Für die Beantwortung der Frage, ob mich jemand lieb hat, kann ich prüfen, ob das Verhalten des Menschen zu dieser Aussage passt. Zur Beurteilung des Verhaltens von Gott steht lediglich das zur Verfügung, was die Bibel über ihn berichtet.
Gibt es Gott? Natürlich gibt es Gott, weil ja in der Bibel steht, dass es ihn gibt. Diese Aussage ist genauso sinnvoll wie die Beantwortung der Frage: Sind des Kaisers neue Kleider tatsächlich so prunkvoll und prächtig? mit: Natürlich, das haben die Schneider doch behauptet!
Hier haben wir es mit mindestens zwei sehr unterschiedlichen Gottesbildern zu tun: Einmal der dauerbeleidigte, zornige, rach-, eifer-, kriegssüchtige Gott Jahwe im Alten Testament. Und dann der wahlweise sadistische oder unfähige Gott des Neuen Testaments, der Menschen mit einem freien Willen ausstattet, um sie dann dauerhaft zu bestrafen, wenn sie von diesem Gebrauch machen.
Man kann auch zum Kopf einer Sardine beten, wenn man fest daran glaubt.
Für alles, was in der Bibel oder von Gläubigen göttlichem Wirken zugeschrieben wird, gibt es plausiblere Erklärungen, die ohne einen „übernatürlichen“ Einfluss auskommen. Kein Wunder: Die Menschheit verfügt heute über ein ungleich größeres Wissen darüber, wie Dinge zusammenhängen und funktionieren als zu der Zeit, in der die biblischen Myhten und Legenden verfasst worden waren.
Und selbst bei Phänomenen, die sich (noch) der menschlichen Erkenntnis entziehen, lautet die einzig redliche Antwort: „Wir wissen es (noch) nicht.“ Denn aus dem Umstand, etwas (noch) nicht zu wissen folgt freilich nicht, dass der jeweils behauptete Gott auch tatsächlich die Ursache ist.
Und die Wahrscheinlichkeit, dass jemand tatsächlich den richtigen Gott verehrt, ist bei den vielen tausend Göttern, die sich die Menschheit schon ausgedacht hat, verschwindend gering.

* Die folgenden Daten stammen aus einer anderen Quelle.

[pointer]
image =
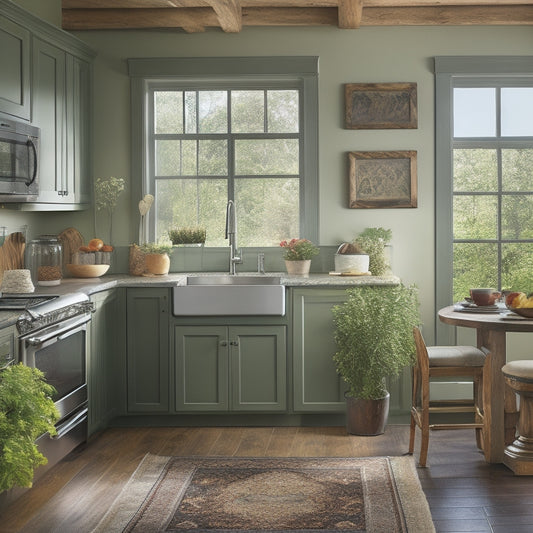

Insbesonders, weil Götter nicht anhand irgendwelcher tatsächlicher Eigenschaften irgendwie voneinander unterscheidbar sind.
Lass das an dich ran…
Also – lass das an dich ran, öffne dich für diese Erfahrung und lass sie dir zu Herzen gehen.
Ich fasse die Aussagen von Herrn Olding wie folgt zusammen:
- Praktisch alle Menschen stellen sich irgendwann die Frage „gibt es Gott“, spätestens in existentiellen Krisen.
- Liebe ist nur ein Wort.
- Liebe ist nicht nur ein Wort. Sie lässt sich an verschiedenen subjektiven Wahrnehmungen und Empfindungen festmachen.
- Auch die Existenz Gott lässt sich an subjektiven Empfindungen festmachen. Dazu müssen tatsächliche Wahrnehmungen und Empfindungen dem Wirken Gottes ursächlich zugeordnet werden.
- Darüberhinaus ist es erforderlich, biblische Mythen und Legenden für wahr zu halten.
- Herr Olding emfpiehlt, dies zu tun.
Weil in einer orientalischen Mythen- und Legendensammlung, die unbekannte Autoren in der Bronzezeit und im Vormittelalter basierend auf ihrem damaligen, vergleichsweise sehr begrenzten Wissens- und Erkenntnisstand verfasst hatten, Menschen behaupten, von einem bestimmten Gott in ihrem Sinne unterstützt worden zu sein, soll ich ebenfalls meine beobacht- und wahrnehmbare natürliche Wirklichkeit in einen ursächlichen Zusammenhang mit diesem Wüstengott bringen?
Warum um alles in der Welt sollte ich das tun?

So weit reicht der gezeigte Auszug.